Он вдруг замолчал. Потом улыбнулся:
— Кажется, все в порядке…
— Мы уже можем?.. — взволнованно спросил Гарри.
— Думаю, да.
Гарри колебался.
— Смелее, — подбодрил его двойник. — Это лучше, чем…
— Да, конечно! — быстро подтвердил Гарри.
Теперь уже Гермиона хмурилась в непонимании. А они встали, и Гарри подал руку своему двойнику.
Не было никаких особых ощущений. Он только оказался перед стулом, где стоял двойник. А тот исчез.
И, конечно, появились воспоминания. Или нет… Гарри прислушивался к себе. Нет, они не обрушились на него — видимо, «уложились», как выражался двойник. Они просто у него были, и он это знал.
— Ну как? — осторожно спросила Гермиона и, встав, сцепила пальцы на его плече.
— Странное ощущение, конечно, — он накрыл ладонью ее руки. Потом сел и усадил рядом с собой. — Но все получилось. Рассказать дальше?
— Конечно! И, кстати… о чем это было?
— Что?
— Когда он сказал: «Это лучше, чем…» Чем что?
Гарри чуть не поперхнулся. Гермиона смотрела на него с недоумением и как-то… очень уж требовательно.
— Я… ну как тебе объяснить! Понимаешь ли, я никогда не любил смотреться в зеркало.
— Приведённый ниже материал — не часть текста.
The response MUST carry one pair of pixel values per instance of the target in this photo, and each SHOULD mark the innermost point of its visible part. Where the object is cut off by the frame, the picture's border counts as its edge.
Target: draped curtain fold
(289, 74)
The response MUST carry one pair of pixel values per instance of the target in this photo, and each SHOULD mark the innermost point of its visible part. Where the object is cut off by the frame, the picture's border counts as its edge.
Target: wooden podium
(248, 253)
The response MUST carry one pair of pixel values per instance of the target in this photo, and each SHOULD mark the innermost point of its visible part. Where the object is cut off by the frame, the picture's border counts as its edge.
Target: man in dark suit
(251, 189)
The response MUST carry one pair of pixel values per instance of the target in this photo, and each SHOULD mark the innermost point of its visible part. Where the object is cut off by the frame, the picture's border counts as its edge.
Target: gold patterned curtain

Ну не нравился я себе! «Лучше, чем»… Да лучше, чем глазеть на себя и думать — что вы с Джинни нашли во мне такого!
Гермиона смеялась долго, а когда Гарри начал сердиться, поцеловала его, и поцелуй был долгим-долгим.
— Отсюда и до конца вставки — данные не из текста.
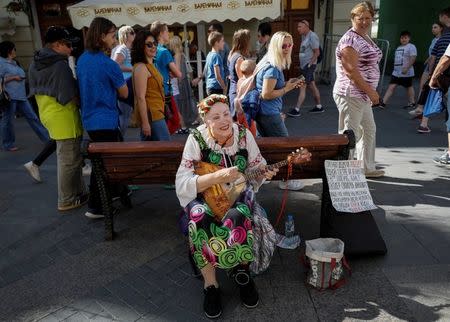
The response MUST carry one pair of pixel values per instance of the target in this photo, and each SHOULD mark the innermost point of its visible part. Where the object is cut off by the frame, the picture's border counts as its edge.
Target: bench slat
(178, 146)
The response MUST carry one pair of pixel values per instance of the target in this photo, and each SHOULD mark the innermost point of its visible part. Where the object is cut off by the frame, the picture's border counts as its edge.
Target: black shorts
(402, 81)
(423, 94)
— Ладно! — сказала она наконец, слегка задыхаясь, и вытерла выступившие от смеха слезы. — Обещаю — я тебе как-нибудь расскажу, что я в тебе нашла! Ладно… Расскажи о своих блужданиях.
— Хорошо, — с облегчением согласился Гарри. — Он… или я… Я буду говорить о себе, ладно? Я попал в какую-ту картину, где был бал…
— …Я даже не знаю, где она находится, эта картина, — рассказывал Гарри. — На портрете я в школьной мантии, растрепанный, и на балу я выделялся, как еж на выставке кошек. Все с таким возмущением на меня смотрели, что я сам не заметил, как очутился в следующей картине, где никого не было. Пейзаж с горами, и все. Видимо, она висела в чьем-то доме — за рамой была комната, там сидела маленькая девочка. Она так сердито на меня посмотрела и сказала: «Ты-то кто такой? Уйди, это моя картина!» Ну, я ей улыбнулся, пошел в сторону гор, очутился на морском берегу, и так далее. Картина за картиной… Я понемногу учился ориентироваться, но когда начало получаться, я был уже далеко от Англии… В одном доме я познакомился со старым волшебником, который понял, что я заблудился, и попытался мне объяснить, что делать. Но он был немец, по-английски говорил ужасно, я только уловил, как нужно смотреть. Стало несколько легче, но как брать направление, я толком не знал.